• No results found

Verantwoording empirische toetsing

In document Risicomanagement & Gebiedsontwikkeling (pagina 42-47)

3. Empirie

3.1 Verantwoording empirische toetsing

De verantwoording van het empirisch onderzoek is in dit subhoofdstuk weergegeven. Het betreft onder andere een omschrijving van Innovatiedriehoek. Hierbij is de informatie afkomstig van structuurvisies en masterplannen die hieraan ten grondslag liggen. Ook is de methodiek van de empirische toetsing verantwoord. Het gaat hier om de kwaliteit van databronnen, alsmede de motivering van de gehanteerde selectiecriteria bij de keuze van de geïnterviewde professionals. Tevens is onderscheidt gemaakt tussen het afnemen van interviews en een verificatie van documenten op basis van de gedane interviews.

3.1.1 Innovatiedriehoek

Regio Twente is een stadsregio in het oosten van Nederland en telt circa 625.000 inwoners. Netwerkstad Twente omvat de stedelijke kern van het gebied met ruim 360.000 inwoners en bestaat uit de gemeenten Enschede, Hengelo, Almelo, Borne en Oldenzaal. Innovatiedriehoek verbindt de economische en ruimtelijke ontwikkeling van Twente en bestaat uit drie majeure gebiedsontwikkelingen te weten: Kennispark Twente, Hart van Zuid (HvZ) en de Luchthaven Twente (ADT). Netwerkstad Twente heeft de ambitie om de ruimtelijke ontwikkelingen binnen Innovatiedriehoek complementair aan elkaar te laten zijn. Hierbij richt het Kennispark zich op research & development, Hart van Zuid op zakelijke dienstverlening voor het vermarkten van innovatieve technologie en Luchthaven Twente op (platformgebonden) productie, assemblage en distributie van producten en kennis (Regio Twente, 2011).

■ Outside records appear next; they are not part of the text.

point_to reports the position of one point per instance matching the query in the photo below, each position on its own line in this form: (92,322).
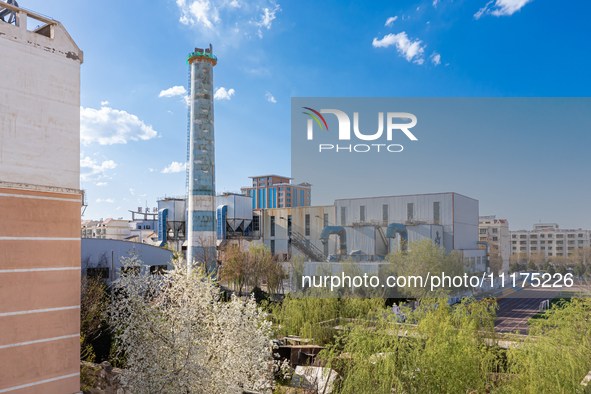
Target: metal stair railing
(306,247)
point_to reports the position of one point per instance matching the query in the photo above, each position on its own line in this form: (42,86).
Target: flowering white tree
(176,336)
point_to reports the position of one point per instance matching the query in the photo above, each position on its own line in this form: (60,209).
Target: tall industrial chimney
(201,234)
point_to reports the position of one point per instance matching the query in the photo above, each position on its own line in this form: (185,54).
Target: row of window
(549,242)
(306,224)
(385,212)
(535,236)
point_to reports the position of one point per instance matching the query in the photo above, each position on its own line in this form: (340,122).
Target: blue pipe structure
(338,230)
(397,228)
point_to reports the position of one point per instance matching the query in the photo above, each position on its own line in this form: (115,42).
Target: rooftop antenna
(6,15)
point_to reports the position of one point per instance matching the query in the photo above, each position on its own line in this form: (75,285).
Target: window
(255,223)
(131,271)
(436,212)
(98,272)
(272,226)
(158,269)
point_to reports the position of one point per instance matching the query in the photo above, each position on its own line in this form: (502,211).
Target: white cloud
(229,20)
(501,7)
(91,170)
(174,91)
(410,50)
(435,58)
(174,167)
(109,126)
(390,20)
(266,18)
(223,94)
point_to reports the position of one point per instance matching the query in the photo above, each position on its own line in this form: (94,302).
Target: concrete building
(449,219)
(41,202)
(107,229)
(548,240)
(102,257)
(274,191)
(292,231)
(201,227)
(496,233)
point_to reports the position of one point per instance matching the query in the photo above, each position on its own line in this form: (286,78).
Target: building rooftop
(276,176)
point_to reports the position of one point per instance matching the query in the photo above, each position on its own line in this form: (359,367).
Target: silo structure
(201,229)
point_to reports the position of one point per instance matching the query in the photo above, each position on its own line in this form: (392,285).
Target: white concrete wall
(39,107)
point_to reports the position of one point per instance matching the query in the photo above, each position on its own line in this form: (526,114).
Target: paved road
(514,312)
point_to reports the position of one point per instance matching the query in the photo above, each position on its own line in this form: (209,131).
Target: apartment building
(41,201)
(549,240)
(274,191)
(496,233)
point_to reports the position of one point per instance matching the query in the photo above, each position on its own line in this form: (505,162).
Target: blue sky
(269,51)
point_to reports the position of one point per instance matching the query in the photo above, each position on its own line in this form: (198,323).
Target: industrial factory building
(291,231)
(449,219)
(41,202)
(274,191)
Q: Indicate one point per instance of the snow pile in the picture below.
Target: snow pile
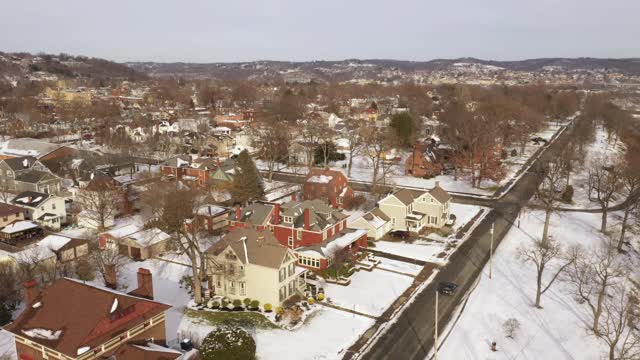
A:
(43, 334)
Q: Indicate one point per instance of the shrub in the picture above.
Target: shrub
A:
(511, 327)
(228, 344)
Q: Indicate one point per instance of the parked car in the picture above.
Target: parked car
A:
(447, 288)
(400, 234)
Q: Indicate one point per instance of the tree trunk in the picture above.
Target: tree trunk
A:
(624, 227)
(545, 230)
(603, 226)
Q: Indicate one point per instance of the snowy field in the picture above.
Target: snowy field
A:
(557, 330)
(324, 336)
(369, 292)
(362, 169)
(399, 266)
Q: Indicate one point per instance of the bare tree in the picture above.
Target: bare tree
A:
(108, 262)
(354, 139)
(618, 324)
(592, 276)
(630, 178)
(604, 180)
(547, 193)
(541, 254)
(272, 139)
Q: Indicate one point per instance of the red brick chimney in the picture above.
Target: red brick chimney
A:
(276, 215)
(307, 219)
(31, 291)
(145, 284)
(110, 277)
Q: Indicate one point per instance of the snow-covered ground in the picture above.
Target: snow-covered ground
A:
(324, 336)
(362, 169)
(369, 292)
(556, 331)
(399, 266)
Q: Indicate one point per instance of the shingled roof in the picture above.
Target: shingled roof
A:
(70, 315)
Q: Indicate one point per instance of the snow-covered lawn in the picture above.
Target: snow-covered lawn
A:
(555, 332)
(325, 335)
(362, 170)
(400, 266)
(420, 251)
(369, 292)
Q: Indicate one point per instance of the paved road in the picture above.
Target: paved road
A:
(411, 337)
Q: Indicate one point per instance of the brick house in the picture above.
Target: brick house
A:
(329, 185)
(74, 320)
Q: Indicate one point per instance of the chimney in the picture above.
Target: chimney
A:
(110, 278)
(276, 215)
(145, 284)
(307, 219)
(31, 291)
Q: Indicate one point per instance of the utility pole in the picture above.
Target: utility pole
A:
(491, 253)
(435, 334)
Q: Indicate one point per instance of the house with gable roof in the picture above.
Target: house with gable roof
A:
(74, 320)
(249, 263)
(413, 210)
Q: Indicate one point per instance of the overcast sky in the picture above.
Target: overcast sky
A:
(243, 30)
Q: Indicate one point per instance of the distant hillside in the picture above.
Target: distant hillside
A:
(354, 68)
(45, 66)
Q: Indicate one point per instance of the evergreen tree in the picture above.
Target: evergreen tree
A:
(247, 183)
(403, 125)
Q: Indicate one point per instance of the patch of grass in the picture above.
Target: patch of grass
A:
(244, 319)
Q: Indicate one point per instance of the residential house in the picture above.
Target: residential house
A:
(413, 210)
(248, 263)
(45, 209)
(331, 186)
(135, 241)
(26, 173)
(74, 320)
(376, 222)
(10, 214)
(256, 216)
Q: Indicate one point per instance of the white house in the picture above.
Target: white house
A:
(413, 210)
(45, 209)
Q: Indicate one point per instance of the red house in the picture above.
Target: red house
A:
(331, 186)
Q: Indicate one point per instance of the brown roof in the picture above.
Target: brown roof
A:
(440, 194)
(262, 248)
(80, 315)
(8, 209)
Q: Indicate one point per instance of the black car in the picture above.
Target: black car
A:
(447, 288)
(400, 234)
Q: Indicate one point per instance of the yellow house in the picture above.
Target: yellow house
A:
(252, 264)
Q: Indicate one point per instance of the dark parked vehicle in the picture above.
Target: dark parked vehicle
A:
(400, 234)
(447, 288)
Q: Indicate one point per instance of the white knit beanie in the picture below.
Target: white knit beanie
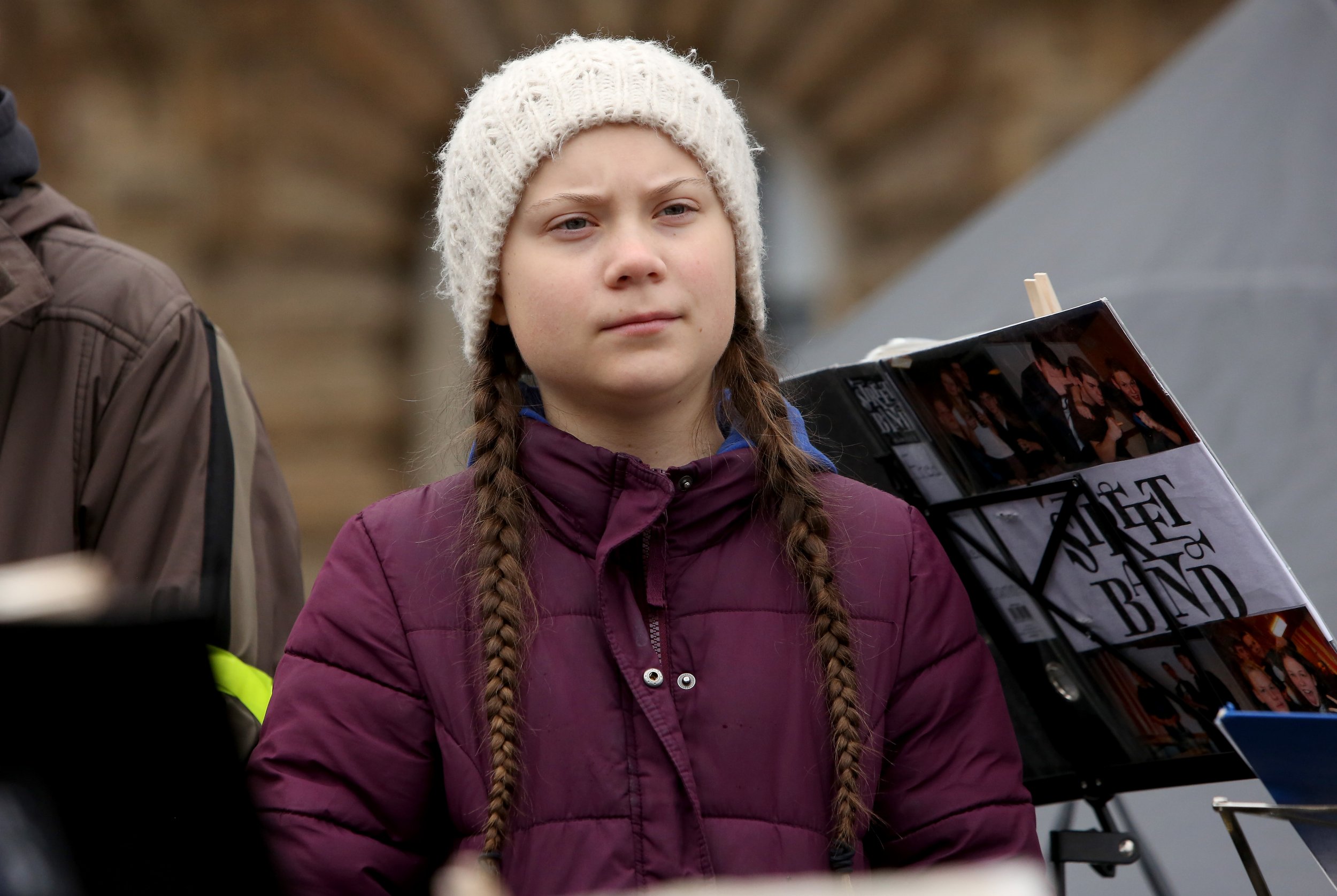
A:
(531, 106)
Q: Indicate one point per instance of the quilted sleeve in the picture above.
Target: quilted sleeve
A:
(951, 785)
(347, 774)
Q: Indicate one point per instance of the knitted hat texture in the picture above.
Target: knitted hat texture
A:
(523, 114)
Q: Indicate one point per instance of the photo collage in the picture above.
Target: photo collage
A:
(1071, 392)
(1036, 400)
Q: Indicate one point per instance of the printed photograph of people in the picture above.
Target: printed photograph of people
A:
(1165, 716)
(1282, 660)
(1043, 398)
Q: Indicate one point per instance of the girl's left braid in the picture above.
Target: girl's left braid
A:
(502, 511)
(789, 490)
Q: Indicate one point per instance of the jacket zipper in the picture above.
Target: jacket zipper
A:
(651, 613)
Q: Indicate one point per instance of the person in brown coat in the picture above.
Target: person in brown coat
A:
(126, 428)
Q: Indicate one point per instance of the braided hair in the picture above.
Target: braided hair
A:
(749, 385)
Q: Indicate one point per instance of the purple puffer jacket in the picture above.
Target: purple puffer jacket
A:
(371, 769)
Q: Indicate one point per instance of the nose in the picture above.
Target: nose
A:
(633, 261)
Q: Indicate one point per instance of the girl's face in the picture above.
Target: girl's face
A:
(618, 273)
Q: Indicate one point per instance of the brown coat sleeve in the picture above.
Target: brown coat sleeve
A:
(182, 491)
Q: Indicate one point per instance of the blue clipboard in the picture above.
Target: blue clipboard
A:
(1295, 755)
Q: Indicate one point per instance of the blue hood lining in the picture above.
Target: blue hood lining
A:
(734, 439)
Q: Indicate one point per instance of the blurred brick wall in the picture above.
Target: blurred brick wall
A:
(279, 157)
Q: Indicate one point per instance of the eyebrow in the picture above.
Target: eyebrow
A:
(594, 198)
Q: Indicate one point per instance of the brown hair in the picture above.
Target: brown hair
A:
(749, 387)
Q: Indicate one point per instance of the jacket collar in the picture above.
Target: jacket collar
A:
(594, 499)
(23, 284)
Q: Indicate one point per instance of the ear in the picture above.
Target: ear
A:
(498, 315)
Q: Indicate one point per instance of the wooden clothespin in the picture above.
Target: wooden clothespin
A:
(1043, 299)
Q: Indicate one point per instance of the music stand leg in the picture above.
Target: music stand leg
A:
(1245, 851)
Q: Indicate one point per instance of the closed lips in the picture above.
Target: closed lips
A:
(650, 321)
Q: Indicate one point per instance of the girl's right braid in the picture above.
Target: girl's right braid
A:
(790, 490)
(502, 510)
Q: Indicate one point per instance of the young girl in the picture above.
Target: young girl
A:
(649, 633)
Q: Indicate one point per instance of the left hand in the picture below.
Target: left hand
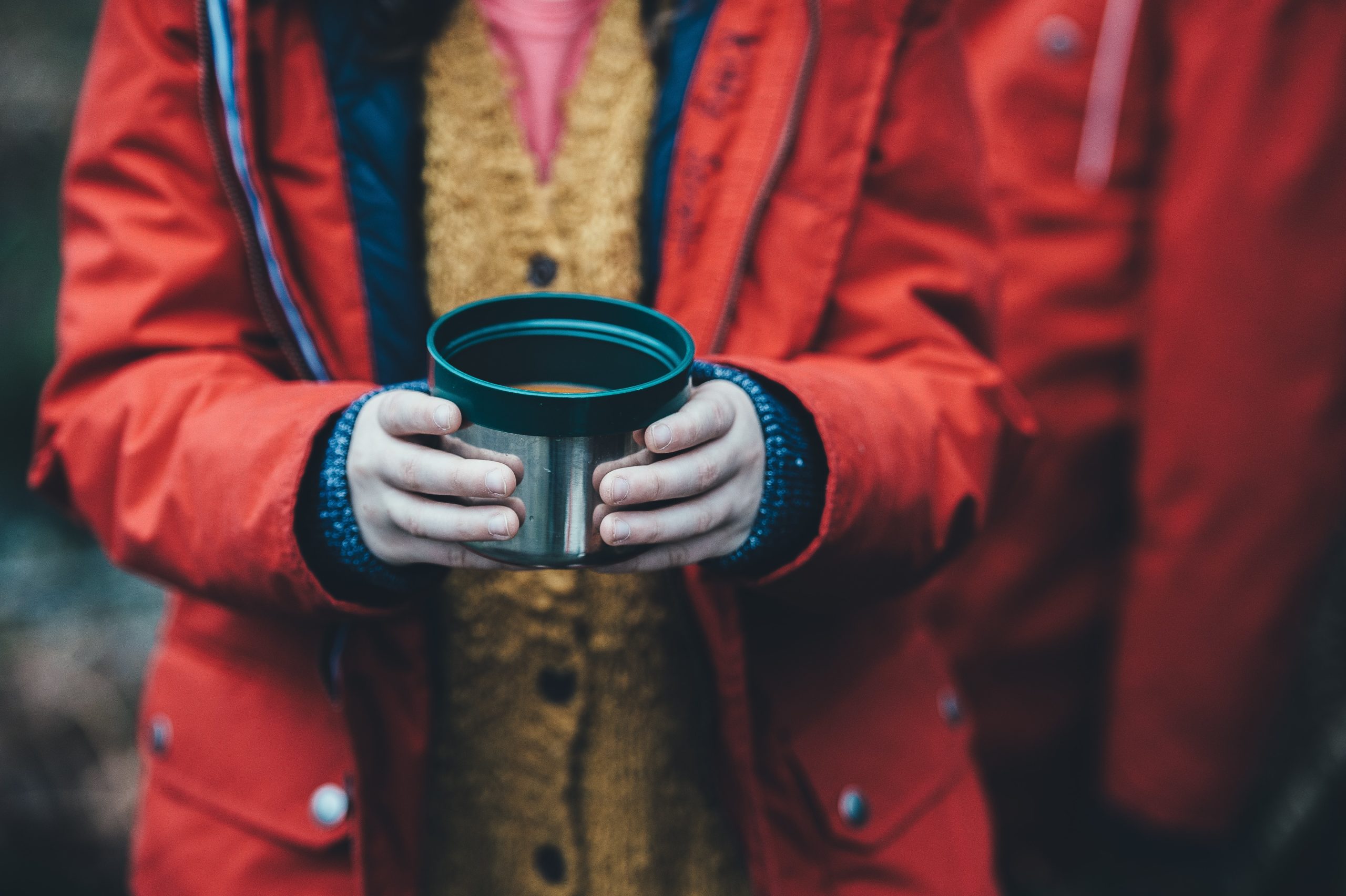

De Universiteit Twente, gemeente Enschede en provincie Overijssel werken samen in de stichting Kennispark Twente. In 2009 is het masterplan “Gebiedsontwikkeling Kennispark Twente” vastgesteld door de gemeenteraad en fungeert het als onderlegger voor de verdere gebiedsontwikkeling waarbij de universiteit en gemeente Enschede als partners optrekken. In het economisch programma voor de periode 2005-2025 wordt uitgegaan van een gefaseerde groei naar de oppervlakte van circa. 200.000 m2 BVO. Dit betekent een toename van het aantal arbeidsplaatsen op het Kennispark met 10.000 ten opzichte van 2005. Hiervan heerst de gedachte op voorhand dat ca. 120.000 m2 BVO op het campusterrein zal worden gerealiseerd. Daarnaast moet het masterplan ruimte bieden om 50.000 m2 als strategische reserve toe te voegen aan het gebied (Kennispark Twente, 2009).

Hart van Zuid heeft de ambitie om 8.000 arbeidsplaatsen te genereren en is daarmee een van de meest omvangrijke stedelijke transformatiegebieden in Nederland. De gebiedsontwikkeling komt tot stand door een publiekprivate samenwerking van gemeente Hengelo en Van Wijnen Groep NV. Het plan Hart van Zuid is 50 hectare groot. Er is echter een aanzienlijk tekort op de grondexploitatie. De samenwerkende partijen leveren reeds een omvangrijke bijdrage om dit tekort te dekken. Tevens wordt een beroep gedaan op andere belanghebbende instanties voor aanvullende bijdragen (Hart van Zuid, 2008).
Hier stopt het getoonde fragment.